For this project I had the chance to contribute to every step of the UX process.
During the research phase I planned, conducted and analyzed stakeholder interviews and did at-the-desk-research by summarizing existing research findings. In a first user study I validated previous findings by testing the status quo once again.
In the design phase I created wireframes and developed HTML prototypes as well as conducted user studies to test the prototypes. To integrate stakeholders into the design process and get their buy-in I communicated results to them on a regular basis.
Redesigning the reviews involved several different teams that were distributed over the vertical organizational structure of Chip. It was therefore crucial to get buy-in of all stakeholder and understand their needs and requirements from the beginning of the project.
I planned and conducted stakeholder interviews with representatives from the teams of editors, test center, sales, seo and video.
The team of editors would work on the redesigned reviews on a daily basis. That's why I took specially care about their needs and requirements. The interviews were based around following questions:
- For which categories do you write reviews?
- What is your process when writing a review? With who do you collaborate? Are there any guidelines?
- What goal do you have in mind when writing a review?
- For which target audience do you write?
- What makes a review a good one? What does your review need so that you walk home happy?
- What makes a Chip review unique? What are the things that we do better than the competition?
- What are the things that we can optimized when redesigning? Why are those things like that now?
- What competitors do a better job than we do?
- Is there anything that you would like to know from our readers?
- Is there anything special the we should take care of when doing user studies?
- What are your expectations from the redesign, is there something you worry about?
For the mobile-only m.chip page and both iOS and Android app, there were already results from user research about product reviews. I started by analyzing the existing results.
Based on the previous findings and the results of the stakeholder interviews I planned and conducted a user study about the current reviews. The purpose was to find out if and how much the existing findings and the views of the stakeholder fit to the status quo.
Five persons, who fit to our personas, participated in the study. Stakeholders were invited to join the sessions as a note taker or observe them in a remote observer room to which the sessions were streamed.
What I found out
- Pro's, con's and summary support users most in their decision.
- Uncertainty of decision rises the more users read towards the end.
- Alternatives helpful in general, but there is a possible endless loop.

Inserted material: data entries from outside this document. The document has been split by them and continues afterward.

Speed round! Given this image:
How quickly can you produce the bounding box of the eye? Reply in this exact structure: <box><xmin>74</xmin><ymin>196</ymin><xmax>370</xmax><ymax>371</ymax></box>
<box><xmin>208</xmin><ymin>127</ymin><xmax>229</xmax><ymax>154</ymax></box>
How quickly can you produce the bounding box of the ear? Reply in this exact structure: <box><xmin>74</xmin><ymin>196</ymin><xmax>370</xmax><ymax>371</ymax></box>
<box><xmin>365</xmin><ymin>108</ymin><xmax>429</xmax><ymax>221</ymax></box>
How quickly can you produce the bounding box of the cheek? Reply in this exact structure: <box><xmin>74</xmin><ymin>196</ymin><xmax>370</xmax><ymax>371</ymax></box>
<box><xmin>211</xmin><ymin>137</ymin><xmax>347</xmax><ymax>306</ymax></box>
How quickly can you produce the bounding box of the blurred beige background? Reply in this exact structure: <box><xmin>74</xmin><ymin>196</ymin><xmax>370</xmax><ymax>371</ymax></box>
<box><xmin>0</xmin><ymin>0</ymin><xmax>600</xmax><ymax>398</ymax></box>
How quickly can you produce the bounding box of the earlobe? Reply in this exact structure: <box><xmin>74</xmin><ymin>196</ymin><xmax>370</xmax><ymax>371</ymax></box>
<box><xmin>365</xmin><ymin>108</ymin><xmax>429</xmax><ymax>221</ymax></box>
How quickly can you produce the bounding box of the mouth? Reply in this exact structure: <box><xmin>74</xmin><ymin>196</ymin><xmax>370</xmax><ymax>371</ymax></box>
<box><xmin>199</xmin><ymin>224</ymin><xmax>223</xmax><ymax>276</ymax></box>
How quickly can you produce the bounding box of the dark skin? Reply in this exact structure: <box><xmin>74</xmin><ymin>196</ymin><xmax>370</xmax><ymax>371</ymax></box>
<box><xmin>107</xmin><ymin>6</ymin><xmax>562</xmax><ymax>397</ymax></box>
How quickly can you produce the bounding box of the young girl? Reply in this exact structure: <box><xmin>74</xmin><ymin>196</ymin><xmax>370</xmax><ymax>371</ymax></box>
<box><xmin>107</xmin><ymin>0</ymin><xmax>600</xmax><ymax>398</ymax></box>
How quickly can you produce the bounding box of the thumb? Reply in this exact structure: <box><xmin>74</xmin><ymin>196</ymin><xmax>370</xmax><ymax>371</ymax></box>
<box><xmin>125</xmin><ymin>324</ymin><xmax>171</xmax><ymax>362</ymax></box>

- Users expect more and bigger images of the products; image gallery on a separate page is not consider as helpful.
- Test data: rating categories are interesting but little prominent, labels of ratings not always self explaining, percentage not helpful when asking "what is good for me".
- Shop offers are on the edge between helpful price information and intrusive ad.
- Aside-element on the right is considered as useless information, because most of the information is out of the product's context. It also distracts some users from their goal.
Agreeing on a shared goal
After summarizing the results of both stakeholder interviews and research findings I teamed up with my project manager Marian Löffler. We identified the key points where user needs and stakeholder opinions already match and where there might still be misalignments.
My project manager set up a meeting with the purpose to get the agreement of all participating stakeholders on a shared goal. She prepared a presentation to which I contributed with aggregated research findings, quotes of users and video snippets that I collected during user studies.
We agreed on the following goals for the reviews
- Show editorial independence and objectivity of Chip
- Transport the high quality work of the test center
- Give a quick overview over the product
- Give a clear buying recommendation
- Show the values of the new Chip design: Clear, proficient, progressive
It was crucial for me to get early feedback during the design process from both stakeholders and users. Wireframes and responsive HTML prototypes helped me to achieve that.
From previous research and the first user study in the context of redesigning the reviews I learned that user found the content of the aside-element on the right not helpful in supporting their buying decision. Also, some of them got distracted. In an early wireframe I tried to dissolve the aside-element from the right side. I did that by reducing the amount of content, pick elements that support the decision process of users and integrate it in the review itself.
Responsive HTML prototype
Based on the findings from user research and stakeholder interviews I created a responsive prototype. Our redesign team offered a styleguide with reusable components in HTML and Css that made it incredibly easy and fast for me to develop prototypes. Built upon the framework Foundation I was able to design a mobile-first prototype that already defines responsive behavior over all three breakpoints mobile, tablet and desktop.
Learnings from user studies
I tested the responsive HTML prototypes in two successive user studies. Five users participated in the first study that focused on the desktop view. Eight users participated in the second study, with four users testing the mobile view and four testing the desktop view.
Having dissolved the aside-element on the right I noticed, that users focused much more on the content itself. There wasn't anything to be distracted from. It became clear, that the text has high impact on how users perceive a review. For example, colorful descriptions attract users without much technical pre-knowledge a lot.
The length of the text implies competence. Users mentioned that - even if they didn't read the text in its full length - they would have missed the text if it wasn't there.
The tested reviews had the exact same text length as the reviews in the old design. I noticed that users perceived the new reviews to be longer, they even thought that the tester put greater effort into testing the product.
Having placed the price widget directly below the grey fact box, the review seemed to be finished to some users. They stopped scrolling around that area, thinking that no more content will be there.
Few users had mixed feeling about the price widget. They perceived it as advertisement and feared that the independence of Chip might suffer. To our very surprise, most of the users said that the price information is useful for them. It helps to get an idea about the real price they will have to pay.